P.E.I. hospitals try to keep mothers and babies born with opioid withdrawal together, doctor says

Patients at QEH, Hillsborough test positive for scabies

Newborns born with an opioid dependency should be kept with their mothers and P.E.I. hospitals are doing what they can to make that happen, says a Charlottetown pediatrician.

​The Canadian Paediatric Society recommends babies with neonatal abstinence syndrome should room with their mothers because the treatment time for the newborn is drastically reduced.

Babies with the syndrome have mothers who are using opioids, such as methadone.

About 50 to 75 per cent of infants born to women on opioids will need treatment for withdrawal.

Traditionally, morphine has been used, with clinicians administering increasingly smaller doses over time until a baby is completely weaned off the replacement drug.

Dr. Kathryn Bigsby, a pediatrician at Queen Elizabeth Hospital, said staff have been encouraging mothers to stay with their newborn for five days and will make arrangements to allow this to happen as often as possible.

"We provide the mothers with some information about what withdrawal in newborns looks like so that they'll be prepared to help monitor their baby," she said.

"Parents are generally very sensitive to the importance of doing this because most have had some experience with withdrawal and they want to be sure that their babies do okay."

QEH and Prince County Hospital saw 108 babies between the 2012-2017 fiscal years who were treated for neonatal abstinence syndrome. In the most recent fiscal year, 23 babies were treated.

The numbers have remained stable throughout the most recent five years, unlike in other provinces, such as Ontario, which have seen huge increases in babies needing treatment.

Bigsby said the babies might have symptoms within 24 hours but mothers are asked to stay five days for treatment and to help the babies feed.

"We have arrangements in place to accommodate the mothers on the unit taking care of their babies until the babies are ready for discharge," Bigsby said, adding the same procedure is in place for babies who are on antibiotics, have an infection or have other problems that need monitoring.

Low numbers make targeted programs difficult

She said she would like to see more care for mothers with addiction, some way to help mothers who live farther away or who have other children to take care of, and to be able to provide more privacy for mothers in the hospital.
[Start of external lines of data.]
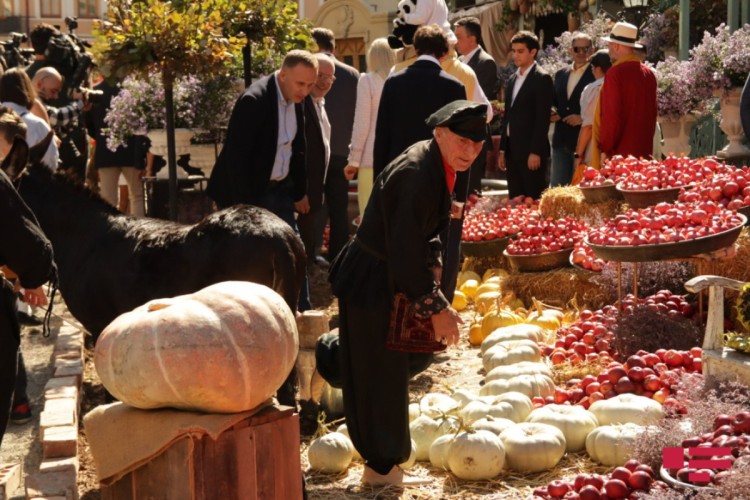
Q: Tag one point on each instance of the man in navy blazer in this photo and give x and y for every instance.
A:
(524, 147)
(263, 161)
(411, 95)
(569, 84)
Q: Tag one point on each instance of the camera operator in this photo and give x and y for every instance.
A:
(56, 55)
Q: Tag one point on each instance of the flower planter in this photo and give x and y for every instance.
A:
(731, 125)
(676, 134)
(159, 141)
(203, 156)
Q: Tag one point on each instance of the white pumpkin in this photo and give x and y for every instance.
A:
(463, 396)
(522, 405)
(439, 451)
(424, 431)
(532, 447)
(492, 424)
(575, 422)
(521, 331)
(508, 353)
(627, 408)
(414, 411)
(412, 457)
(435, 404)
(613, 445)
(530, 385)
(523, 368)
(343, 429)
(476, 456)
(330, 453)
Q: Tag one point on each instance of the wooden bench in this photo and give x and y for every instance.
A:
(718, 361)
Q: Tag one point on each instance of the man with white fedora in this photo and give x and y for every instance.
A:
(627, 103)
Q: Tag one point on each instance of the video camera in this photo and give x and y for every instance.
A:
(69, 54)
(11, 53)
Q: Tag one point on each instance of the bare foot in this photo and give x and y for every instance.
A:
(395, 477)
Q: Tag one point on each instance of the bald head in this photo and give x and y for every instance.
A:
(47, 82)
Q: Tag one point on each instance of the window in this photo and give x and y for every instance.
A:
(50, 8)
(87, 8)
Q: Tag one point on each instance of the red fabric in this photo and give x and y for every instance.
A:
(450, 176)
(628, 110)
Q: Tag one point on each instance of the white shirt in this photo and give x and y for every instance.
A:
(287, 131)
(37, 129)
(325, 126)
(466, 58)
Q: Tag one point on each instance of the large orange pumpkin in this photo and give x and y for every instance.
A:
(223, 349)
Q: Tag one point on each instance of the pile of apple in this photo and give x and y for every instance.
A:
(586, 258)
(489, 220)
(665, 223)
(539, 236)
(730, 190)
(623, 482)
(731, 432)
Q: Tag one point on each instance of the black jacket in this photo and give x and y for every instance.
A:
(243, 169)
(567, 135)
(409, 97)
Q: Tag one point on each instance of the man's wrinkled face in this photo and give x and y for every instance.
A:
(297, 82)
(458, 151)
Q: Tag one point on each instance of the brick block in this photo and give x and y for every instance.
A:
(52, 484)
(59, 465)
(61, 441)
(61, 382)
(63, 411)
(69, 367)
(63, 391)
(10, 479)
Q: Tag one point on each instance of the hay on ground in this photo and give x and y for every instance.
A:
(568, 201)
(558, 287)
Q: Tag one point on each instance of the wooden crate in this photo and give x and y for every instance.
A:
(256, 459)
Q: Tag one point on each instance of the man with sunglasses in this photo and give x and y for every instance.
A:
(569, 84)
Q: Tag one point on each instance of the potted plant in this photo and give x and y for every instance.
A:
(679, 97)
(723, 62)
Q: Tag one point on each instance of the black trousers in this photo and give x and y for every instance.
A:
(337, 201)
(521, 180)
(10, 339)
(375, 383)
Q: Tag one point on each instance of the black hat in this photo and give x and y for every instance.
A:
(465, 118)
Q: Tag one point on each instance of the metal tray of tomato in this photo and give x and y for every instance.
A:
(643, 198)
(600, 194)
(673, 250)
(486, 248)
(540, 261)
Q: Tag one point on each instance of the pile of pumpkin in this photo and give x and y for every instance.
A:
(478, 434)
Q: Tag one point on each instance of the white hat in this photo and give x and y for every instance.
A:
(624, 34)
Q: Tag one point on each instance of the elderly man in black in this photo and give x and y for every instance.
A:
(397, 249)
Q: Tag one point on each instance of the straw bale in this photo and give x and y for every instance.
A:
(558, 287)
(567, 201)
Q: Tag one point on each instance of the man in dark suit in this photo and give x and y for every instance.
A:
(263, 159)
(411, 95)
(318, 140)
(524, 147)
(469, 45)
(569, 84)
(341, 100)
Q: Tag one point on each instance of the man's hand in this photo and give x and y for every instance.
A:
(35, 297)
(446, 324)
(573, 120)
(350, 171)
(534, 162)
(302, 206)
(501, 160)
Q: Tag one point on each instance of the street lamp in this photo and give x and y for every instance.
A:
(635, 12)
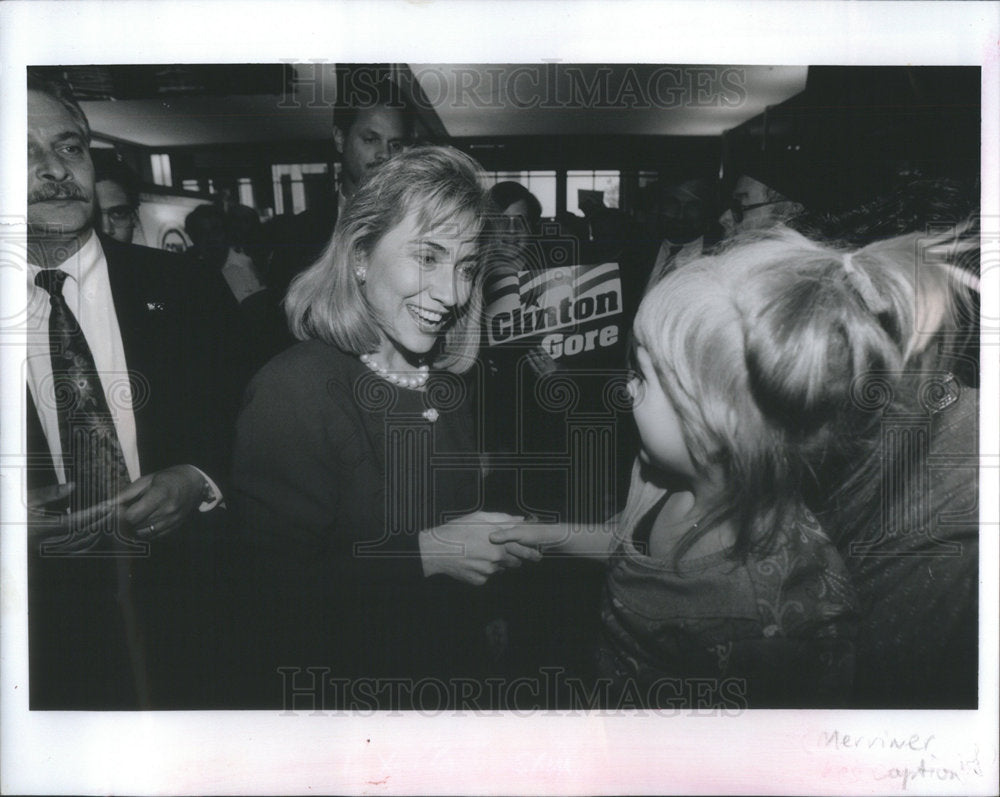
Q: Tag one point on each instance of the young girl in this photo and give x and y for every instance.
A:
(755, 375)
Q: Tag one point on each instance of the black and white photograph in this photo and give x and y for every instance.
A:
(383, 418)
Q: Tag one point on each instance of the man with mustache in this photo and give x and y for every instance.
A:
(123, 427)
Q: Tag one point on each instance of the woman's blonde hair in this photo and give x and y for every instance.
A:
(769, 352)
(442, 186)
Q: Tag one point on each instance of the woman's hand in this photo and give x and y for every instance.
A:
(462, 548)
(593, 541)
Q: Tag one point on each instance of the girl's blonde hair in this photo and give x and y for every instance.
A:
(442, 186)
(770, 351)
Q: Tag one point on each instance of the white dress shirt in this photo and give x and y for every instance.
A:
(88, 294)
(87, 291)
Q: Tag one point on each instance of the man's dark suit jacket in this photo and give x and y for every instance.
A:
(187, 368)
(296, 242)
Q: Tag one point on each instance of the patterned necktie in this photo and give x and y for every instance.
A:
(92, 453)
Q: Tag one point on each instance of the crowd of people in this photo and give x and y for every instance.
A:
(283, 469)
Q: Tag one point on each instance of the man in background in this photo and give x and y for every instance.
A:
(366, 135)
(126, 441)
(117, 194)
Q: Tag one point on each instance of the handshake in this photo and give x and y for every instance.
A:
(475, 547)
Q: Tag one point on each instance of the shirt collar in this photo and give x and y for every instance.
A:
(79, 266)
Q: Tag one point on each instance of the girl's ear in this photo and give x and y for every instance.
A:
(360, 267)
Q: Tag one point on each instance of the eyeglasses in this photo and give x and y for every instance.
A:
(739, 209)
(119, 214)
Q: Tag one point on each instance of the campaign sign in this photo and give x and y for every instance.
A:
(566, 311)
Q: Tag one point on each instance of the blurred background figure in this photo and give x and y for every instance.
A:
(117, 194)
(366, 134)
(521, 213)
(684, 217)
(206, 227)
(229, 246)
(756, 203)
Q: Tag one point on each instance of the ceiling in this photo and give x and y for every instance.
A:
(460, 100)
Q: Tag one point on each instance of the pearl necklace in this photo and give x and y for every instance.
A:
(415, 382)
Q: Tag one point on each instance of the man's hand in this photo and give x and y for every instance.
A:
(159, 502)
(462, 549)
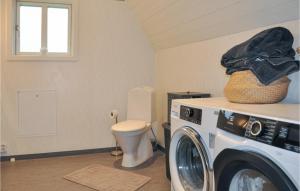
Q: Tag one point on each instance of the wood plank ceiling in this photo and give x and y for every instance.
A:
(170, 23)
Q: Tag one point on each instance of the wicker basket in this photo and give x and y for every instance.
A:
(244, 87)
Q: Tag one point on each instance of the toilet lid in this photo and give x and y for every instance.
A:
(129, 125)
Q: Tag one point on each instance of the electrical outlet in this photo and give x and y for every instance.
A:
(3, 149)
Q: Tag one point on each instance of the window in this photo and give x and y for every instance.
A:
(43, 29)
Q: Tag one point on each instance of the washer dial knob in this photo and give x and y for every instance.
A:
(189, 112)
(256, 128)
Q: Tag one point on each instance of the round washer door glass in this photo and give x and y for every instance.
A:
(251, 180)
(189, 165)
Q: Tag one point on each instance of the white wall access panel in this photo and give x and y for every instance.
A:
(37, 113)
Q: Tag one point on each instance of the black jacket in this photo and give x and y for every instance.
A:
(269, 55)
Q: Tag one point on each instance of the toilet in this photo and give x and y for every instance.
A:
(132, 134)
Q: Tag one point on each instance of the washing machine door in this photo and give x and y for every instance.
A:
(189, 161)
(237, 170)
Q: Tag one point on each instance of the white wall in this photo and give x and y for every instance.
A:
(114, 56)
(196, 67)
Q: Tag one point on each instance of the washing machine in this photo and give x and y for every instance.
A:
(223, 146)
(191, 149)
(257, 148)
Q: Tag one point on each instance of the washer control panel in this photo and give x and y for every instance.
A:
(191, 114)
(276, 133)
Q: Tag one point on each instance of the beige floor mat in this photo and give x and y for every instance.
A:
(104, 178)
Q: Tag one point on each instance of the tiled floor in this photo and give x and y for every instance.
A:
(46, 174)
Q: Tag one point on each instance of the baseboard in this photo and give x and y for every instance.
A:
(57, 154)
(65, 153)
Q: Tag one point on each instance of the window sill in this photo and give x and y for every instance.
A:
(42, 58)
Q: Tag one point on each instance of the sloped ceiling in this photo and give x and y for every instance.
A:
(170, 23)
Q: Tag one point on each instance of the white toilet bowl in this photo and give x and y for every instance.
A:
(132, 136)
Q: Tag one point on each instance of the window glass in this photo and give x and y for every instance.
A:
(30, 28)
(58, 30)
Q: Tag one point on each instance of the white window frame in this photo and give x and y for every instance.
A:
(12, 19)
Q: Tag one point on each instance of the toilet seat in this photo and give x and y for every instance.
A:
(129, 126)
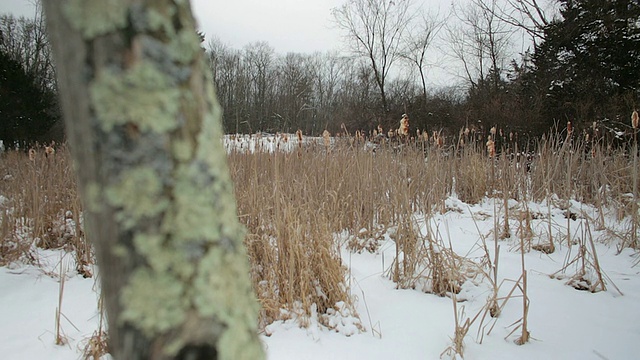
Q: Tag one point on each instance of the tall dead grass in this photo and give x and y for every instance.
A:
(294, 203)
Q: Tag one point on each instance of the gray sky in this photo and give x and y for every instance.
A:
(287, 25)
(303, 26)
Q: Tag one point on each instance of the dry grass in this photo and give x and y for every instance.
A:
(40, 206)
(295, 203)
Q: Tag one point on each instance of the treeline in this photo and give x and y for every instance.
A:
(29, 111)
(582, 66)
(264, 91)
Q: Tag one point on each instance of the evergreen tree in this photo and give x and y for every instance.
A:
(27, 112)
(589, 63)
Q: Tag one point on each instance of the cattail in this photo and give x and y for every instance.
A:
(299, 135)
(491, 147)
(326, 137)
(404, 125)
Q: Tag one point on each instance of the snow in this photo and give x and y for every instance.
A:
(565, 323)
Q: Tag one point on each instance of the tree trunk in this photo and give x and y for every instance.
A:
(143, 125)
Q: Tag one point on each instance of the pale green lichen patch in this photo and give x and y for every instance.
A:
(138, 195)
(222, 279)
(153, 302)
(161, 20)
(143, 96)
(162, 256)
(203, 208)
(239, 342)
(93, 196)
(182, 150)
(96, 17)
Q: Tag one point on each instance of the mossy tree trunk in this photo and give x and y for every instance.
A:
(144, 129)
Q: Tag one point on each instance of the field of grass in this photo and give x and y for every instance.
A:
(305, 203)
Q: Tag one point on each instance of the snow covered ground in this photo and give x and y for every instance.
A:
(565, 323)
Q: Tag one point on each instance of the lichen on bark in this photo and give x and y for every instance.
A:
(156, 104)
(96, 17)
(161, 179)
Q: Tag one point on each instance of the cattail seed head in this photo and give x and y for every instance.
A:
(491, 147)
(326, 137)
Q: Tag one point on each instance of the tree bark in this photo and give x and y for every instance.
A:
(143, 125)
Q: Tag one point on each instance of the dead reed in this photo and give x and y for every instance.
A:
(294, 203)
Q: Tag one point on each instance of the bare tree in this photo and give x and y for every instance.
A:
(531, 16)
(416, 44)
(374, 28)
(480, 41)
(144, 128)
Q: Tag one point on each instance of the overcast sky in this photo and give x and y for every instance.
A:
(303, 26)
(287, 25)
The setup right now is on an as-needed basis and because the number of babies with neonatal abstinence syndrome is low and fluctuates, it's difficult to provide a permanent room.

"We will have stretches of time where we won't see one for a while and then we might have two or three at a time," she said.

"What we hope happens is that when a woman is pregnant and is using opioids she has the information that she needs so that her needs are being met."

She also would like to see a home program for babies who are stable on morphine similar to other programs in Canada, but there are not enough moms and babies for that right now on P.E.I.